Montag, 09. März 2020

133 Tote innerhalb eines Tages in Italien

Die Zahl der Coronavirus-Toten in Italien steigt rasant: Innerhalb eines Tages seien 133 Menschen der neuartigen Lungenkrankheit erlegen, teilten die Behörden am Sonntagabend in Rom mit.

Mehrere Gebiete in Italien sind mittlerweile Sperrzone, unter anderem die Lombardei.
Mehrere Gebiete in Italien sind mittlerweile Sperrzone, unter anderem die Lombardei. - Foto: © ANSA / MATTEO BAZZI
Allein in der Region Lombardei wurden seit Samstag 103 Tote registriert.

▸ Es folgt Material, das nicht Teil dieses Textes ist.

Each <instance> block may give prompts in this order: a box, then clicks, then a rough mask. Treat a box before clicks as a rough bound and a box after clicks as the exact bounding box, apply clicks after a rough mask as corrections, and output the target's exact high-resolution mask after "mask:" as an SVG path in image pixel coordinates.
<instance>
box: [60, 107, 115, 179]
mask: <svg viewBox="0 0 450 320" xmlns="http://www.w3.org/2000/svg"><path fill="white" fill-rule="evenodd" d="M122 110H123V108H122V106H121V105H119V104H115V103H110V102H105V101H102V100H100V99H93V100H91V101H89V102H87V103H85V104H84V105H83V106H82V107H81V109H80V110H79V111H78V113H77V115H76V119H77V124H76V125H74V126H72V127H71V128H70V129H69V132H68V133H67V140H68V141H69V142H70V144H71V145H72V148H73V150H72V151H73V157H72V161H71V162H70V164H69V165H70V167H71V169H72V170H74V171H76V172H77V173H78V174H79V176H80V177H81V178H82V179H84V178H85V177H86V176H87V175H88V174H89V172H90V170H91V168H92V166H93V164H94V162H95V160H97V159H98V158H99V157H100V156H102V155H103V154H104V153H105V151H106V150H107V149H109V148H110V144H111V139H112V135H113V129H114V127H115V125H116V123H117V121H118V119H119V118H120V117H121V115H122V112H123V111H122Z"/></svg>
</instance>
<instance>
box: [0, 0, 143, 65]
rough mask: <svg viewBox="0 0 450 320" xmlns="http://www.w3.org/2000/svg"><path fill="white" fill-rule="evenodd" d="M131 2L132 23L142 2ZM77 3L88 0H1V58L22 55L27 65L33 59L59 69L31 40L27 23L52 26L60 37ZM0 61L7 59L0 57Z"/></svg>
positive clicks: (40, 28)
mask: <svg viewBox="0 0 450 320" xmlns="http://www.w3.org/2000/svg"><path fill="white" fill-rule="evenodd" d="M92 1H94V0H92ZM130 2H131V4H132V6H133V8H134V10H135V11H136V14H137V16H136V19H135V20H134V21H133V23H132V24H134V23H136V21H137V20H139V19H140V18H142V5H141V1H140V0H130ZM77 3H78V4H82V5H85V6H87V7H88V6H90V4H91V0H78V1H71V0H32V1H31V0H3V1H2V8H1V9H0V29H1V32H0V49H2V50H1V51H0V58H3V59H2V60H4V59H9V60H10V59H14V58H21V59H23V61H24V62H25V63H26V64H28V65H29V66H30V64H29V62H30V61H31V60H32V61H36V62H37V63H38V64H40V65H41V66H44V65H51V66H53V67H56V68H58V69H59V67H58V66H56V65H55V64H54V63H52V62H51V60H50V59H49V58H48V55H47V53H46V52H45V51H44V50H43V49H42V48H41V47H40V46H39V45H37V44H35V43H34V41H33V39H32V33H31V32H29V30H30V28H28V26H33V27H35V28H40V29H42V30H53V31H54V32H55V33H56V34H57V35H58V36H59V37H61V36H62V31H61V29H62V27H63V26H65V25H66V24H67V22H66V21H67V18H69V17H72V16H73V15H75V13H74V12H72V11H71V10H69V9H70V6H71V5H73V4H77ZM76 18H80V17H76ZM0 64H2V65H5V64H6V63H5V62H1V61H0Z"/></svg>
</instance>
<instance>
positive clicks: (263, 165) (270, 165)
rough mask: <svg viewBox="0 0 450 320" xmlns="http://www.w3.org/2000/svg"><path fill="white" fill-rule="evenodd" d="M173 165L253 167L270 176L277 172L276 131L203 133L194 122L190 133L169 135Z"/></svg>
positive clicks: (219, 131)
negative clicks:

Insgesamt starben 366 Menschen in Italien am Coronavirus. In Ägypten starb erstmals ein Deutscher. In Österreich sind 102 Fälle bestätigt.

Im Kampf gegen die Ausbreitung des Coronavirus hatte die italienische Regierung zuvor verschärfte Maßnahmen beschlossen.

Seit Sonntag sind ganze Regionen und Städten im Norden abgeriegelt, 16 Millionen Menschen sind betroffen. Sie dürfen die Gebiete bis zum 3. April nicht mehr verlassen.

Die staatliche Fluglinie Alitalia stellte ihren kompletten Betrieb am großen Mailänder Flughafen Malpensa ein und reduzierte ihre Flüge von den Flughäfen Mailand-Linate und Venedig. Die italienische Regierung rief jedoch Touristen zum Verlassen der Quarantäne-Zonen auf. Laut dem Außenministerium in Wien halten sich in den sogenannten „Roten Zonen“ einige Tausend Österreicher auf.

„Wir stehen vor einer nationalen Notlage“, betonte der italienische Ministerpräsident Giuseppe Conte.

Süditalien will sich vor Reisenden aus Norditalien schützen

In Süditalien versuchte man sich gegen das Coronavirus zu wappnen, indem Flug- und Bahngesellschaften und Autobahnbetreiber zur Meldung von Reisenden aufgerufen wurden.

Ein am Samstagabend von Mailand abgefahrener Nachtzug traf in Salerno mit fünf Stunden Verspätung ein, nachdem er wiederholt zu Kontrollen angehalten wurde. Viele Süditaliener versuchten am Sonntag, aus der Lombardei nach Hause zu reisen.

„Jugendliche haben Verantwortung, Eltern und Großeltern zu schützen“

Der Leiter des obersten Gesundheitsinstituts Italiens, Silvio Brusaferro, wies darauf hin, dass die italienischen Coronavirus-Opfer älter seien als die chinesischen. 60 Prozent der Todesopfer in Italien seien älter als 80 Jahre.

Die meisten Todesopfer ab 70 Jahre hätten an einer oder mehreren chronischen oder akuten Krankheiten gelitten, so Brusaferro. Er rief jüngere Italiener auf, Menschenansammlungen zu meiden, um sich und ältere Angehörige nicht anzustecken.

„Jugendliche haben die Verantwortung, ihre Eltern und Großeltern zu schützen“, sagte Brusaferro.